50 Travel Books to Get You Started on Your Next Adventure

A good travel books and it’s writer must always endure hardship to create. The best travel writers do endure more suffering than most, so perhaps that explains why readers remember their books so well.

This collection of essential travel writing describes difficulties like freezing to death, fleeing for your life, or a nation on the verge of civil war. A journey without problems is a dull one. You can tell the author of a book had more difficulties than just missing the bus when it is called In the Land of White Death.

TRAVEL BOOKS TO GET YOU STARTED

1. The assassination valleys

Stark was a daring explorer whose 1934 book became an instant classic. Her journeys into Luristan, the mountainous region separating Iraq from modern-day Iran, are chronicled in this book.

2. Green Hills of Africa

After visiting the region in 1933 with his wife Pauline, the renowned traveler Hemingway penned this safari journal of the game country in East Africa. the excitement of a good hunt and the beauty of the bush.

3. In the White Death’s Land

A Russian ship searches for new Artic hunting grounds in 1912, six months after Robert Falcon Scott met his demise in Antarctica, and Albanov and the rest of the crew have a very bad time.

4. Journey without a map

Liberia was unaffected by colonization and Western influences in 1935. On his journey, Greene encounters poverty, disease, and a native spirit that fascinates him.
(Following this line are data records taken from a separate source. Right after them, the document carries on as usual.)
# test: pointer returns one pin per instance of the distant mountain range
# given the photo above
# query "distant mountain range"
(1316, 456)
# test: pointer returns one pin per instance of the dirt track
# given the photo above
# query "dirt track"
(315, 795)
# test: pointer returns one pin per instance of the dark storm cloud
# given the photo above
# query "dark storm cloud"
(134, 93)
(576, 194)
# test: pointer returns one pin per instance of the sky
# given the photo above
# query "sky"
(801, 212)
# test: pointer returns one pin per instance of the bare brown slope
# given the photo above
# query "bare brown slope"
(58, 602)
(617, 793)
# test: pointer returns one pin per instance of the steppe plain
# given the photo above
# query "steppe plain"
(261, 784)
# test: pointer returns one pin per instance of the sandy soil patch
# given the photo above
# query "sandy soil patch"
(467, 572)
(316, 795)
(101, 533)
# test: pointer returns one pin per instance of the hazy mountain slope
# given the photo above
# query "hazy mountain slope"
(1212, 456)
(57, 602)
5. Lost on a Mountain in Maine.

Fendler, a 12-year-old boy, wanders off from his scout group for a while and gets lost. He makes an effort to survive and navigate the wilderness for the following two weeks.

6. Gray Falcon and Black Lamb

To learn more about the Balkans, read this. The book, which was first published in 1942, describes a six-week journey in 1937. Croatia, Dalmatia, Herzegovina, Bosnia, Serbia, Macedonia, and Montenegro are all in the west.
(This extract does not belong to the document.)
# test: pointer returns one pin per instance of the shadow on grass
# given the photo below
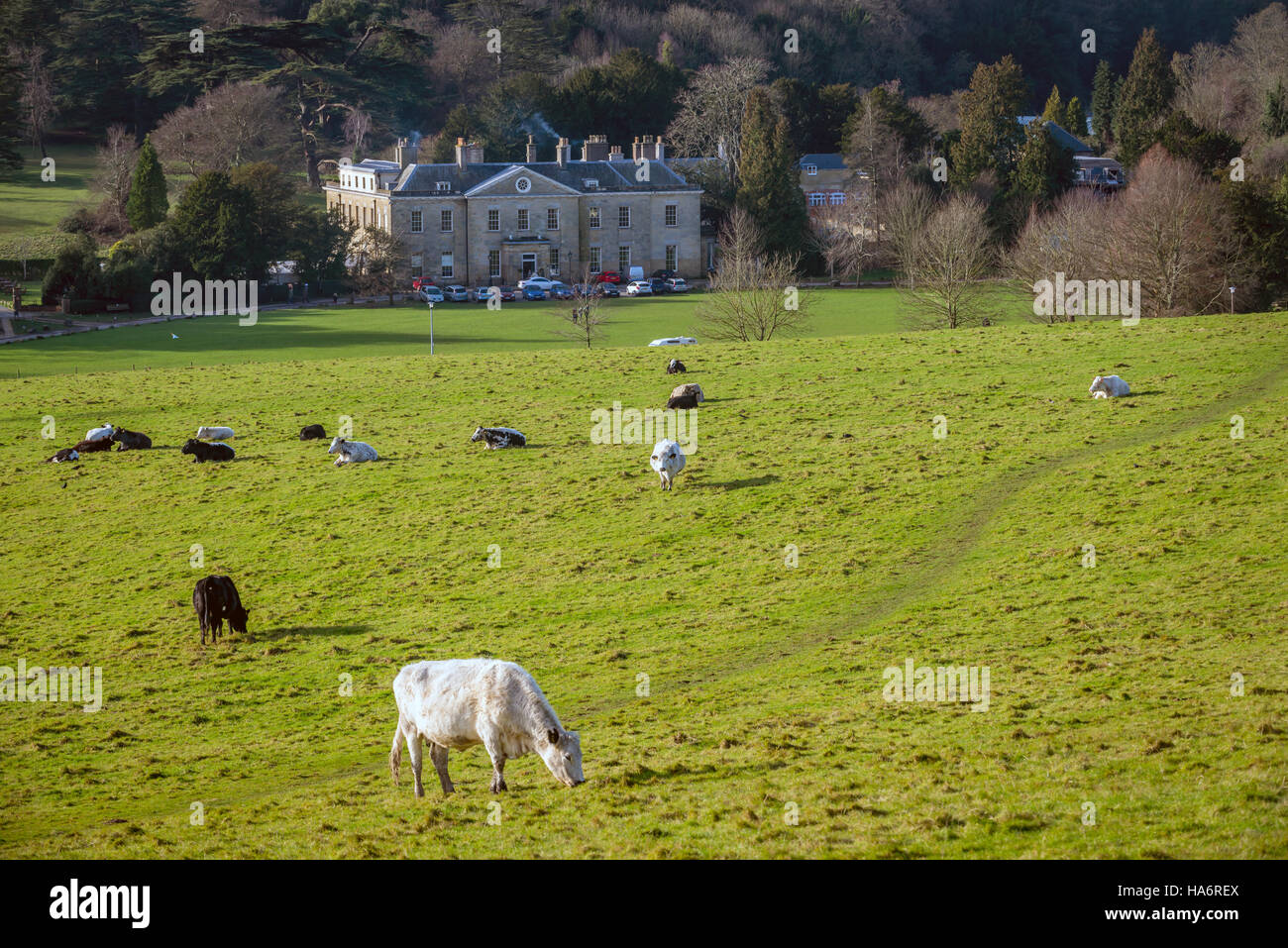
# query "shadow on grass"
(270, 634)
(739, 484)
8. No Picnic on the Mount Kenya

Sounds absurd! Who would escape from an African POW camp to scale a mountain without any supplies, including food, shelter, or maps? Three men on a mission: a remarkable tale. written in 1952.

9. Rome and a Villa

One of the best accounts of the Eternal City, published in 1952. On a Guggenheim fellowship, Clark visited Rome in 1947 and created several sketches of Roman life.

10. Seven years in Tibet

Austrian mountaineer Harrer’s memoir, published in 1953, details his 1943 breakout from an internment camp in India, his journey through the Himalayas, and his stay in Tibet, a country that was then almost unknown to outsiders.

Other travel books includes

  • South from Granada
  • A Short Walk in the Hindu Kush
  • Arabian Sands
  • The Songlines
  • The Innocents Abroad
  • Travels with a Donkey in the Cevennes
  • Travels with Charley
  • The Pine Barrens
  • In Patagonia
  • The Snow Leopard
  • Blue Highways: A Journey into America
  • The Matter of Wales
  • Coming into the Country
  • Iron & Silk
  • Into The Heart of Borneo
  • Great Plains
  • Chasing the Monsoon
  • The Impossible Country
  • In a Sunburned Country
  • Dark Star Safari
  • The Places in Between
  • Cross Country
  • Down the Nile
  • A Time of Gifts
  • Round Ireland with a Fridge
  • The Worst Journey in the World
  • As I Walked Out One Midsummer Morning

FREQUENTLY ASKED QUESTIONS

What is the best travel book of all time?

It is difficult to single out one travel book as the best because there are so many that were inspired by the authors’ experiences.

Conclusion on 50 Travel Books to Get

Travel books are what connect many writers with the experience they had as it is usually a writer’s true story.